In an accompanying editorial, Professor Carl Heneghan, GP and director of the Centre for Evidence Based Medicine, and Dr Fiona Godlee, editor in chief at the BMJ, called the failure to properly assess mesh device outcomes a “shameful episode in the history of implantable devices”.
“Mandated national registries are needed for all implantable devices to protect patients, improve outcomes, reduce costs and identify best practice,” they wrote. “Another mesh tragedy is otherwise inevitable.”
Mr Gornall also pointed the finger at regulators for allowing inadequately tested devices onto the market as manufacturers “aggressively hustled” them.

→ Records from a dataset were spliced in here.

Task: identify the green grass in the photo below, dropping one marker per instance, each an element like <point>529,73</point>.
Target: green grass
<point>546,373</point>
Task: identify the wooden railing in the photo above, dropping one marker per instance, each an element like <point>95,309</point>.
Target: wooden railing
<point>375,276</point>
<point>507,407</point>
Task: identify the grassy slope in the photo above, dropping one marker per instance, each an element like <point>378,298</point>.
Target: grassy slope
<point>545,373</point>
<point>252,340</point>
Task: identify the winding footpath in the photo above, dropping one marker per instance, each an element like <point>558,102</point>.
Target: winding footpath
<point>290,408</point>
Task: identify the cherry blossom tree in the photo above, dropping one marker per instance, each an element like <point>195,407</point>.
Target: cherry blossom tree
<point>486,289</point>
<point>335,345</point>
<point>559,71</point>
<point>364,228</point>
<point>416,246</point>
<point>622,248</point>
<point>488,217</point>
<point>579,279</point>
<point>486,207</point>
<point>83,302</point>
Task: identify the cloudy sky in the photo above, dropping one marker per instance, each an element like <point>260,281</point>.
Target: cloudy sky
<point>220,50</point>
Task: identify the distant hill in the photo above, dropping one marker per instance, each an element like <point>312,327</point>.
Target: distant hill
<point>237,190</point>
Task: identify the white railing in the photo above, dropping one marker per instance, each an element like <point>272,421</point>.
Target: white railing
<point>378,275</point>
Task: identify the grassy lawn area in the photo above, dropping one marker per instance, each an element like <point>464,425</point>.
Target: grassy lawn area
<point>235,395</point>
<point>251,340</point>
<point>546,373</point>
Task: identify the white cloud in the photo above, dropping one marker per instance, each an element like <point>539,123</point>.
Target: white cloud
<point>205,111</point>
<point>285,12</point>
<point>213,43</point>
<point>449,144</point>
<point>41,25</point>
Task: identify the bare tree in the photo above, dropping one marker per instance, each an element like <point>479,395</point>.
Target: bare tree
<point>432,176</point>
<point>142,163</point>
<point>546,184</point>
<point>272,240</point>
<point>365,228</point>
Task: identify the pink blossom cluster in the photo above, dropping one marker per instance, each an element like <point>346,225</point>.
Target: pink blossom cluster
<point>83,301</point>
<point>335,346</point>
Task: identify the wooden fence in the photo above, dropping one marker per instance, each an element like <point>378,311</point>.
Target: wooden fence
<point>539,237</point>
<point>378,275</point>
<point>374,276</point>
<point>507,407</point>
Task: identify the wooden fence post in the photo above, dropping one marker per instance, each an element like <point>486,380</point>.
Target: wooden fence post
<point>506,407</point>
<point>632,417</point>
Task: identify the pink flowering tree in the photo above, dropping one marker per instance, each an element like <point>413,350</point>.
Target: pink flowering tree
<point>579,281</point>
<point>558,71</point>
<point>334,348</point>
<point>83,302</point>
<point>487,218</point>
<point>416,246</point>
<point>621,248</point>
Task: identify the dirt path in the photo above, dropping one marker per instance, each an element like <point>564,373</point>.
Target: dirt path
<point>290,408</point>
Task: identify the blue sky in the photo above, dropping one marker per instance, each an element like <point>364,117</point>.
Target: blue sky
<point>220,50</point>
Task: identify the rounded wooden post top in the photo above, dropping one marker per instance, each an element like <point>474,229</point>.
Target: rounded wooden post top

In one instance NICE’s predecessor decided to promote TVT devices from a “C” rating to an “A” rating, which told clinicians that safety and efficacy had been established and that the devices could be used outside the research setting. Separate trial investigators expressed concern, with one saying the rating was given “on the basis of no evidence at all” other than information provided by the manufacturers.
“Nobody involved with the mesh revolution emerges covered in glory,” Mr Gornall wrote.
Two decades since the introduction of these devices, governments are acting.
In Australia, the government has promised to address the scandal by reclassifying all surgical mesh as high risk from medium to high risk, requiring device manufacturers to supply information leaflets with every device implanted, introducing new Medicare item numbers for surgical repair of pelvic organ prolapse and mesh removal and improving the TGA’s reporting process for adverse events.